Monday, May 4, 2020

I'll never run out of toilet paper ... EVER!

Over the years, I have grown so accustomed to the media (usually The Weather Channel) creating mass panic whenever a usually expected weather event is arriving.  Having lived in northern New England for my entire adult life, I am used to the onslaught of winter storms that will dump any measure of snow on us anytime from November to April ... with occasional dustings from early October to mid May!  But, if you listen to the reports ...

"Oh my God ... a winter storm is coming ... go to the grocery store and buy every gallon of bottled water and every loaf of bread ... we can't possibly use it all ... but if we don't empty the shelves, we're all gonna die!!!"

In northern New England, we always have storms in the winter.  Usually one right after the other.  Snow falls, we shovel it, and it falls again.  After a lifetime of that, we made the decision to start wintering in Florida where it doesn't snow!  My bones don't ache, the sun shines daily, and life is quite nice!
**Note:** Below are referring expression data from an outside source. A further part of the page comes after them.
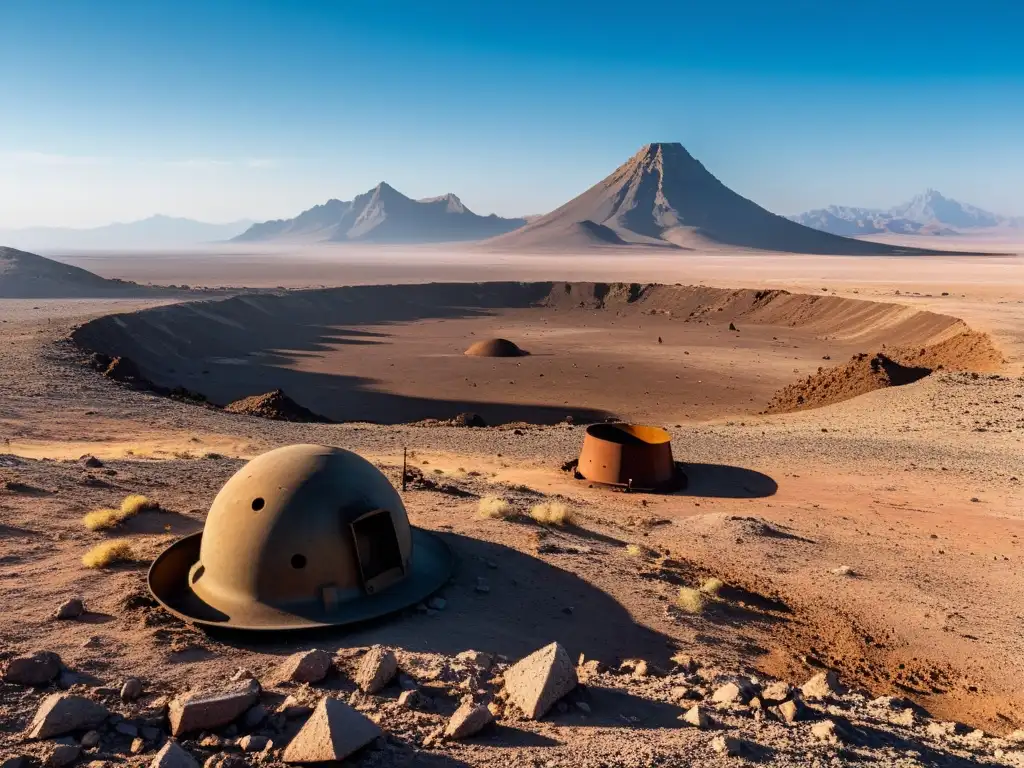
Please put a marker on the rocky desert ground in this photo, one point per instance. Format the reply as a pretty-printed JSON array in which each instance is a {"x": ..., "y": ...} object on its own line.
[{"x": 838, "y": 585}]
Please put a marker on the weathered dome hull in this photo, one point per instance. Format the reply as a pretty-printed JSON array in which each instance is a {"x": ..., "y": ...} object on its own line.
[{"x": 303, "y": 536}]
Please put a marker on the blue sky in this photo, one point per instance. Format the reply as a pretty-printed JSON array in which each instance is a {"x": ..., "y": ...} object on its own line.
[{"x": 114, "y": 111}]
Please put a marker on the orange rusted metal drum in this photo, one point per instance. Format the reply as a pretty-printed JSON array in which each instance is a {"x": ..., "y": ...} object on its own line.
[{"x": 630, "y": 456}]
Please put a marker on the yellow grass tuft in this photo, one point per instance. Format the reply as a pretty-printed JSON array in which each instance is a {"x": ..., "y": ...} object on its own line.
[
  {"x": 494, "y": 508},
  {"x": 551, "y": 513},
  {"x": 713, "y": 587},
  {"x": 135, "y": 503},
  {"x": 101, "y": 519},
  {"x": 108, "y": 553},
  {"x": 691, "y": 600}
]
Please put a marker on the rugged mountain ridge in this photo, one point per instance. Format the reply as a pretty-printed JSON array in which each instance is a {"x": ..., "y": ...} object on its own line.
[
  {"x": 383, "y": 215},
  {"x": 928, "y": 213},
  {"x": 664, "y": 197}
]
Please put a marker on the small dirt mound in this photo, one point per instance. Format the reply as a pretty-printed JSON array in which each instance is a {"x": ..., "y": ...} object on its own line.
[
  {"x": 862, "y": 374},
  {"x": 276, "y": 406},
  {"x": 495, "y": 348}
]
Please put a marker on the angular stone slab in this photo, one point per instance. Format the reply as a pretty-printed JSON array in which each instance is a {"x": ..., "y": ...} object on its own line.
[
  {"x": 333, "y": 732},
  {"x": 537, "y": 682},
  {"x": 60, "y": 713},
  {"x": 209, "y": 709}
]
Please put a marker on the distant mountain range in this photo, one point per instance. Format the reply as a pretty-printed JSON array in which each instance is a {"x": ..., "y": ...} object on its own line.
[
  {"x": 383, "y": 215},
  {"x": 929, "y": 213},
  {"x": 665, "y": 198},
  {"x": 154, "y": 232}
]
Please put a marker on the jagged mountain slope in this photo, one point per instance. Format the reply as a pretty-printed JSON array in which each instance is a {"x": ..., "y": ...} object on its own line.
[{"x": 383, "y": 215}]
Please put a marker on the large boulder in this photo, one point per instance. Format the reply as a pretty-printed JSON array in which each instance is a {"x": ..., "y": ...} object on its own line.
[
  {"x": 32, "y": 669},
  {"x": 537, "y": 682},
  {"x": 61, "y": 713},
  {"x": 468, "y": 719},
  {"x": 376, "y": 670},
  {"x": 173, "y": 756},
  {"x": 205, "y": 710}
]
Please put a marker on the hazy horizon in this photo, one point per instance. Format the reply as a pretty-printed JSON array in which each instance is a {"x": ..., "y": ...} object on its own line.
[{"x": 219, "y": 112}]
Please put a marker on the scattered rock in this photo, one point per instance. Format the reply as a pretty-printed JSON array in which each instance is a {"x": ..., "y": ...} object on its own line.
[
  {"x": 537, "y": 682},
  {"x": 305, "y": 667},
  {"x": 225, "y": 760},
  {"x": 468, "y": 719},
  {"x": 70, "y": 608},
  {"x": 790, "y": 711},
  {"x": 776, "y": 692},
  {"x": 173, "y": 756},
  {"x": 685, "y": 664},
  {"x": 727, "y": 745},
  {"x": 333, "y": 732},
  {"x": 253, "y": 742},
  {"x": 131, "y": 689},
  {"x": 293, "y": 709},
  {"x": 90, "y": 739},
  {"x": 61, "y": 713},
  {"x": 212, "y": 708},
  {"x": 476, "y": 658},
  {"x": 733, "y": 692},
  {"x": 62, "y": 753},
  {"x": 127, "y": 729},
  {"x": 255, "y": 716},
  {"x": 33, "y": 669},
  {"x": 822, "y": 685},
  {"x": 697, "y": 717},
  {"x": 376, "y": 670},
  {"x": 410, "y": 699}
]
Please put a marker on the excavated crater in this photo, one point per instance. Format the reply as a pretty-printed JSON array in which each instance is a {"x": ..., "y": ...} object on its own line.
[{"x": 638, "y": 352}]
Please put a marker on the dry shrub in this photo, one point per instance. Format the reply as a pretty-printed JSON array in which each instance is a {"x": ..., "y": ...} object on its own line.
[
  {"x": 713, "y": 587},
  {"x": 135, "y": 503},
  {"x": 101, "y": 519},
  {"x": 108, "y": 553},
  {"x": 691, "y": 600},
  {"x": 494, "y": 508},
  {"x": 551, "y": 513}
]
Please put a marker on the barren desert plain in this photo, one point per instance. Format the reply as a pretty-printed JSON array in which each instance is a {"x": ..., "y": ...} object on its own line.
[{"x": 868, "y": 529}]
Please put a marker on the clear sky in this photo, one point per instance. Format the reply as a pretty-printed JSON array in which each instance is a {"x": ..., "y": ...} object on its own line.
[{"x": 217, "y": 110}]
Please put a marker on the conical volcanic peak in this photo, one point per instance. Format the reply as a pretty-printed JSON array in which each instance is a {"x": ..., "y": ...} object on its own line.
[{"x": 664, "y": 197}]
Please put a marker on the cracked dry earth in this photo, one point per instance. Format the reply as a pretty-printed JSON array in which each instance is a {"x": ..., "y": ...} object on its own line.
[{"x": 880, "y": 538}]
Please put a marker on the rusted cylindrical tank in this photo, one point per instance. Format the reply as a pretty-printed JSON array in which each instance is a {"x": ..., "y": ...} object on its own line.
[{"x": 630, "y": 456}]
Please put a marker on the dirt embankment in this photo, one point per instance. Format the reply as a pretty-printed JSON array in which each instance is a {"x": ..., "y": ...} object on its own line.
[
  {"x": 900, "y": 343},
  {"x": 911, "y": 343}
]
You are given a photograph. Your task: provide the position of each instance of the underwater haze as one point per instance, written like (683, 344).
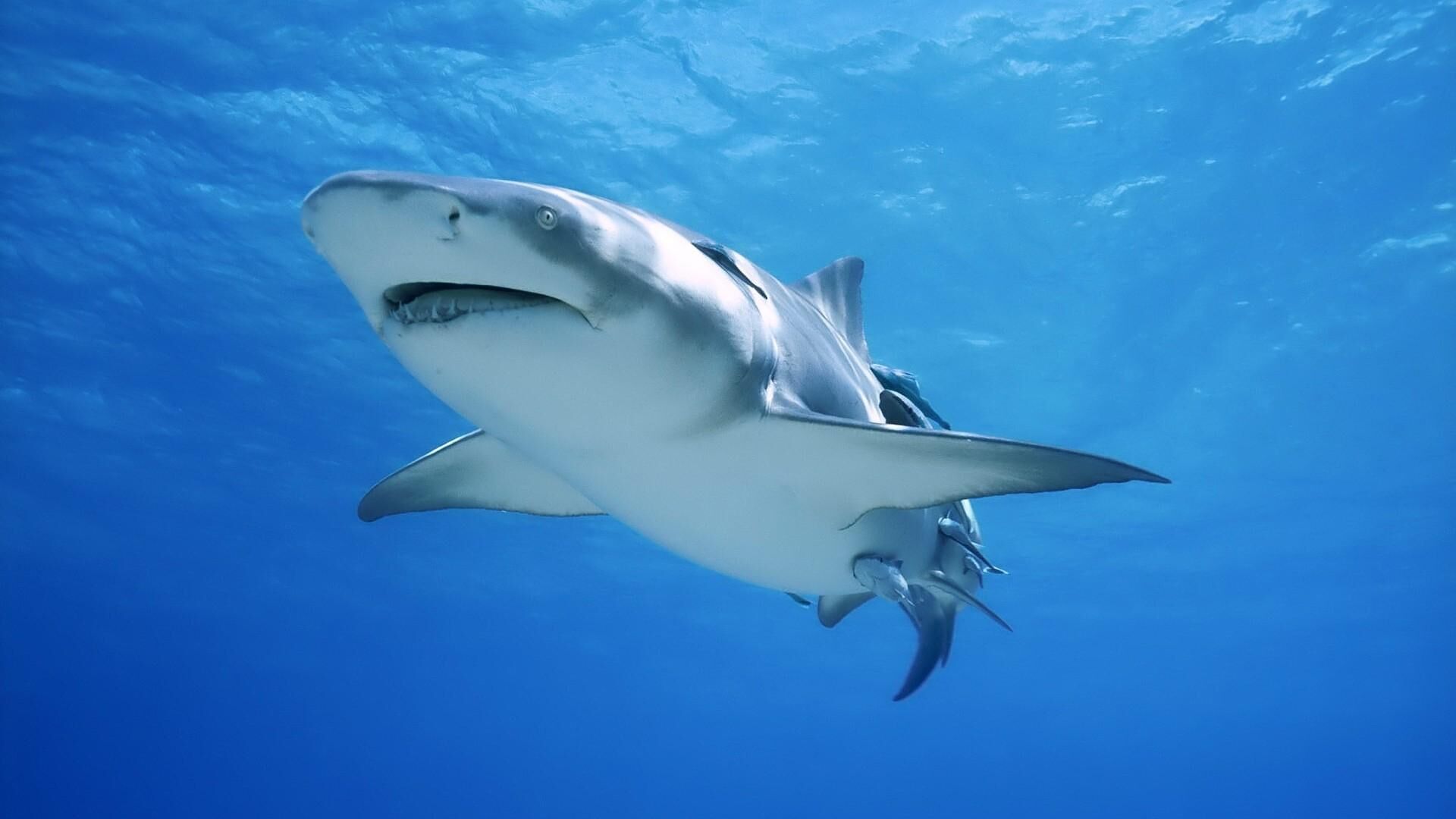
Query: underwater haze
(1210, 238)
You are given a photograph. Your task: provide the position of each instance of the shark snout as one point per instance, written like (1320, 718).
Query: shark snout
(388, 234)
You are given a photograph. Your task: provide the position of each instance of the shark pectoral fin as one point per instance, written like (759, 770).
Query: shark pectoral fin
(835, 608)
(861, 466)
(473, 471)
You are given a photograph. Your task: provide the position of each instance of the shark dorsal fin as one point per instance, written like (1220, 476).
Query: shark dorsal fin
(835, 290)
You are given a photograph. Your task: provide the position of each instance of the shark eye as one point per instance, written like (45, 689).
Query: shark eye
(720, 254)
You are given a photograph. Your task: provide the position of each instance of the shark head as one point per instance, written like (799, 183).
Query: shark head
(536, 308)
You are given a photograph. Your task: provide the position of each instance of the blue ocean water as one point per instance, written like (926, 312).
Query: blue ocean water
(1210, 238)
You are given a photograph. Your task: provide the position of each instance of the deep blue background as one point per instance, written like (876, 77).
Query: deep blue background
(1210, 238)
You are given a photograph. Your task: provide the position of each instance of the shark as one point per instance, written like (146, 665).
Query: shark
(618, 363)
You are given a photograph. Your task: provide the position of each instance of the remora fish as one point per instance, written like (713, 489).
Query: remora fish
(619, 363)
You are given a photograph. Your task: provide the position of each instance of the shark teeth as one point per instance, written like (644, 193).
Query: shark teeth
(449, 303)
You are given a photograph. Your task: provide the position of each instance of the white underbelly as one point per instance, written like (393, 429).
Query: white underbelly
(717, 512)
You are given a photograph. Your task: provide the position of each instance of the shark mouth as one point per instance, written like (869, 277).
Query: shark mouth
(440, 302)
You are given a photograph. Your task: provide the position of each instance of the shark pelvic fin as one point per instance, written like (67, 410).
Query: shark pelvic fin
(956, 531)
(902, 411)
(941, 582)
(835, 290)
(932, 639)
(473, 471)
(909, 387)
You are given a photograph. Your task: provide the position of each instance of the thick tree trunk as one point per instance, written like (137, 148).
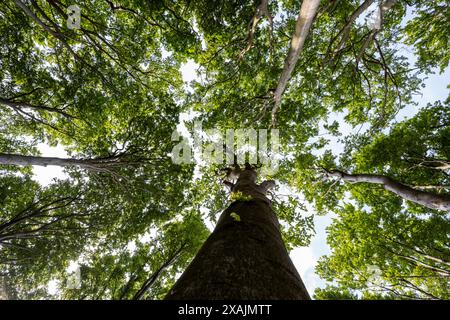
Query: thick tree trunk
(100, 164)
(244, 257)
(427, 199)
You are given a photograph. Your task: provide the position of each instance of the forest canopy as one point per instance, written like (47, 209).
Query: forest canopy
(103, 81)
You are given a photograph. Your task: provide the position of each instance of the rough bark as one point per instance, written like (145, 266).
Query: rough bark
(244, 257)
(427, 199)
(304, 22)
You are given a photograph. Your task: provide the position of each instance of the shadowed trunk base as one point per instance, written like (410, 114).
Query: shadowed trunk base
(244, 258)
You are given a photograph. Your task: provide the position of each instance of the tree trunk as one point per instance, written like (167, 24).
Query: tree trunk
(302, 26)
(427, 199)
(244, 257)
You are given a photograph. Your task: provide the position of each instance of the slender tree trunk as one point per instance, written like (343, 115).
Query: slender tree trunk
(427, 199)
(244, 257)
(302, 26)
(92, 164)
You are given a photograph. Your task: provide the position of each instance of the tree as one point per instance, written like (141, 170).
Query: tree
(111, 93)
(244, 257)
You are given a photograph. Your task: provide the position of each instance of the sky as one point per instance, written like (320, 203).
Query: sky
(304, 258)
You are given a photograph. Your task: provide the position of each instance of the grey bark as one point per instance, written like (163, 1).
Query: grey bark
(427, 199)
(244, 257)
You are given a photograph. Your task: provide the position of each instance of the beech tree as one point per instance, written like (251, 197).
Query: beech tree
(128, 223)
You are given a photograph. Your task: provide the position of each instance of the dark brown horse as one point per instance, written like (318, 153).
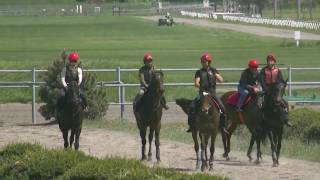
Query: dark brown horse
(276, 113)
(206, 124)
(150, 113)
(71, 116)
(251, 116)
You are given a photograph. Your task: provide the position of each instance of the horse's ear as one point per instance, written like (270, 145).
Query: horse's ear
(161, 72)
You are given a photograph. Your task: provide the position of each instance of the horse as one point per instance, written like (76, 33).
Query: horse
(206, 124)
(71, 115)
(150, 113)
(165, 21)
(252, 116)
(276, 112)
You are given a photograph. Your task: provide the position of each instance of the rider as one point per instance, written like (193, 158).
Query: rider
(168, 16)
(205, 80)
(145, 73)
(271, 75)
(248, 82)
(72, 72)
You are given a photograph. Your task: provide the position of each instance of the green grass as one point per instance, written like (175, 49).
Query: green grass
(291, 147)
(32, 161)
(108, 42)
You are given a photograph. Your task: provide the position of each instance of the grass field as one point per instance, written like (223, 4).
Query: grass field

I generally ignore the "Chicken Little the sky is falling" stuff, so imagine my dismay when I discovered we actually couldn't buy any toilet paper once the "news" announced that we were all going to be locked down due to the novel coronavirus pandemic.

Sure as "shit" ... we went to our favorite Winn-Dixie store on Seminole Boulevard ... and there was none  to be found!  We went to Publix ... Walmart ... Neighborhood Market ... Dollar General ... Family Dollar ... not a single roll ... anywhere!  We started going at odd times, and finally found some early one morning at good-old Winn-Dixie!

The media had induced a panic-buying situation that completely decimated the supply chain ... and made it impossible for anyone who had not preemptively purchased a year's supply of bathroom tissue to find a single roll.  What if we could never buy TP again?

But then ... I remembered!

My maternal grandfather ... Clarence A. Robinson ... worked in a paper mill in Gorham, NH.  Many years ago, just prior to his retirement in the early 1960's he was involved in the installation of a new tissue machine at the Brown Company Cascade Mill.

At our family lake cottage, in Maidstone, Vermont, there is a roll of toilet paper in a plain paper wrapper.  Written on the wrapper in pencil is my grandfather's handwriting ... "from first good reel of paper made on new Tissue Machine Cascade Mill May 7, 1962."




This roll of TP has been safely tucked away since 1962 ... maybe Gramps knew something we didn't about the Great Shortage of 2020 that would come to pass 58 years in the future!

Paper mills used to be scattered throughout northern New England, located alongside powerful rivers that provided not only a source of power, but a means of getting the raw material (trees) to the pulp mills.  For the most part they are now gone ... a victim of a changing paper demand and higher transportation costs that makes it much less costly to manufacture low-quality softwood paper (like tissue) in other parts of the country.  One mill in New Hampshire is still producing tissue ... the former Brown Company mill at Cascade ... on the same machine that produced our heirloom roll.

Paper machines operate on a 24 hour schedule, shutting down only for repairs or scheduled maintenance.  They can only produce so much paper each day.  There is very little excess capacity within that industry.  Once the supply chain has been wiped out by panic and hoarding it will take some time for it to recover.  Good luck to us all!

We used to have a supply of low quality paper delivered to our homes several times a year in the form of the "Sears, Roebuck & Company" catalogs.  It made for a good emergency supply ... like if we ever got snowed in for a week and couldn't make it to the store!

Of course, the Sears catalog has gone the way of the buggy whip ... obsolete and no longer manufactured.  Replacing it, of course is Amazon and Internet shopping ... and no matter how hard you try or how desperate you become, you can't wipe your butt with a web page!